We made it!  Ethan's new bone marrow engrafted on day 16.  Average with a sibling donor is day 19.  They gave him neupogen, a drug that helps your counts rebound faster, to help him get things going a little quicker.  They were worried about the paraflu that he had before going in causing more problems.  Right around engraftment, the mucusitis started going away, and he started to feel a little better.  They started to wean him from his narcotics, and started moving over from IV medicines to oral medicines.  This can be a little tricky with a little tummy that doesn't feel well, and with a tummy that hasn't eaten in weeks.  Overall, he did a really great job.  Medicine is still an issue.  It takes us about 2 hours each morning and night and A LOT of persuasion to get all of them down, but it does seem like it is starting to get a little easier.

This is his morning dose of medicine.  The two cups are mouth care, which he doesn't have to do at home anymore, but did 3-4 times a day in the hospital:

This is what we picked up from the pharmacy before we came home.  Apparently, Ethan was on the low end of medicines, compared to most bone marrow transplant kids.  I can't imagine more than this!

He saw a picture of a fellow cancer fighter when she got her bone marrow transplant with all of the pumps on her IV pole.  He was so excited to start getting more and more pumps!  Unfortunately, when he got up to his max, he was too sick to care anymore.  It was nice to see the pumps disappear one by one as we drew nearer to our coming home.

We got quite the list of cleaning that we have to do each day and week.  In order to get the house ready for Ethan to come home, we had to do a deep cleaning to eliminate as much dust and germs as possible because his immune system isn't working to full capacity, and won't for quite some time, so this is something we will have to maintain for a while as well.  These fabulous family and friends came to help me get it in order.  We literally cleaned the house from ceiling to floor.  The ladies were wonderful! My house has never been so clean!  And awesome Charles had the dirty job of cleaning all of the walls and ceilings!  I could never have done this without them!

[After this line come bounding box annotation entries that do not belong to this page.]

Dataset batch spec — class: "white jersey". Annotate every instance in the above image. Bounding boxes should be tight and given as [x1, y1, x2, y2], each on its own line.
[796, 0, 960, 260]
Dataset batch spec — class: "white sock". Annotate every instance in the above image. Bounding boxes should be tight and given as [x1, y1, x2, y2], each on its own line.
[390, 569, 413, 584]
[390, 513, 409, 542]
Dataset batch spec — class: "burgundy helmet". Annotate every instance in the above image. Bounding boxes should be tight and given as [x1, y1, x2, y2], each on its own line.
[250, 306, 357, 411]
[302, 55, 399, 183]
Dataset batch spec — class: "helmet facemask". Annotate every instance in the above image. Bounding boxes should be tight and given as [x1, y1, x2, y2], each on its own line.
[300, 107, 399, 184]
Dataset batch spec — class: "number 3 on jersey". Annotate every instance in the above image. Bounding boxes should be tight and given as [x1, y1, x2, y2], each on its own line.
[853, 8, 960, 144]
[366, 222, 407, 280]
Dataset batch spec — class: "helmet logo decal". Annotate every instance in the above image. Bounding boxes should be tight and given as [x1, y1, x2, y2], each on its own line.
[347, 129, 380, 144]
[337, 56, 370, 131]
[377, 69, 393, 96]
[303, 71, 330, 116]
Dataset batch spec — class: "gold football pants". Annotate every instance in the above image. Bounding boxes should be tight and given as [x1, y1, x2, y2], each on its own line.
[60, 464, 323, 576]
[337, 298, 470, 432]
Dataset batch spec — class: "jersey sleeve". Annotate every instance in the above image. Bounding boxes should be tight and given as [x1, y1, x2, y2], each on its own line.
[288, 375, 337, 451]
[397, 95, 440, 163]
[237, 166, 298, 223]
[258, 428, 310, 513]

At the end of treatment, it is tradition for cancer kids to "ring the bell".  They make it a special thing for the family, and the cancer child.  It is a huge milestone, because it means that from here on out (minus a few lumbar punctures with chemo in the spinal fluid), he is finished with actual treatments.  Now it will just be healing!  This is a video from his bell ringing ceremony. My parents were unable to make it because my dad just found out that he has prostate cancer, and had to go get some tests done himself on the day we rang the bell, but Merrill's parents came, and the kids came.  It was a lot of fun!

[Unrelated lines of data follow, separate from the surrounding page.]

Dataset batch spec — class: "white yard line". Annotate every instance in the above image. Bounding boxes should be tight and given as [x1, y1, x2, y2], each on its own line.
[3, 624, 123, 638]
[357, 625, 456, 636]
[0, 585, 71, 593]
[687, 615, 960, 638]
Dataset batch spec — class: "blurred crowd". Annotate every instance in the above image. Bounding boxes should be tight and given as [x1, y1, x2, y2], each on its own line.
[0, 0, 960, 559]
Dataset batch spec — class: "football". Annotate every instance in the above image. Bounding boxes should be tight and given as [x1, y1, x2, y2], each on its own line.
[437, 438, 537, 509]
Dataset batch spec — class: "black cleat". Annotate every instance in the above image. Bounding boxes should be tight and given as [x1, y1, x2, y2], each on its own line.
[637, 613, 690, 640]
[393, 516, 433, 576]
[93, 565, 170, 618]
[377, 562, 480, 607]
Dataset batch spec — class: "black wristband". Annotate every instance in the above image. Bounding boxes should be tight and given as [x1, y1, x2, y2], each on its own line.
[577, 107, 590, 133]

We came home 25 days after his transplant.  With the week we were in before this for radiation, this added up to 32 days of being inpatient.  It was such a wonderful thing to be able to come home and be together as a family!  The kids all wanted to be by Ethan.  I looked over, and this is what we saw.  Everyone as close as they could be to him.  It was so sweet!

These are the fun pictures of Ethan and Blake in their Donor and Recipient t-shirts.  Blake's says "bone marrow transplant donor", and Ethan's says "bone marrow transplant recipient".  They are so sweet together.  

And just a few more pictures from our stay!  Ethan grew quite attached to his blue throw up bags.  He has a list for Santa Claus, and these throw up bags with their holder (can't forget the holder) made it onto the list.  Not sure if it is funny or sad.  Probably a little of both!

Ethan LOVES legos!  We did hours and hours of building and playing with legos!  

Ethan with Daddy.  Not feeling so well at the moment.

I am so grateful for the many, many, MANY wonderful people we have in our lives.  There is not a day that goes by that I don't think of how much we have been blessed with so many people who help us in SO many ways!  This is not something that would easily be done alone, but I have never had that worry.  I can literally make one phone call, and have many helping hands ready to assist.  That in itself is a miracle and blessing.  

Sometimes I wonder- if I could rewind time, and somehow have the power to choose life without cancer, would I do it?  I can't say for sure.  This has definitely been (and still continues to be) a long, hard road.  But one thing I do know for certain, I would never have wanted to miss out on the things I have learned along the way.  I have learned of the innate goodness in people.  I have learned to never judge others because you don't know what they have going on in their lives.  I have learned what it feels like to be burdened with care greater than you ever before imagined, and have learned empathy.  I have learned even more personally the love of a loving Heavenly Father.  I have learned more personally how the atonement applies to me, and not only to me, but my loved ones.  I have literally felt my burdens lifted.  I have felt angels surrounding us.  I have truly seen miracles.  So while this road has been long and hard, there have also been many, many good things.  Things I could not have learned any other way.  For that, I am, and always will be grateful.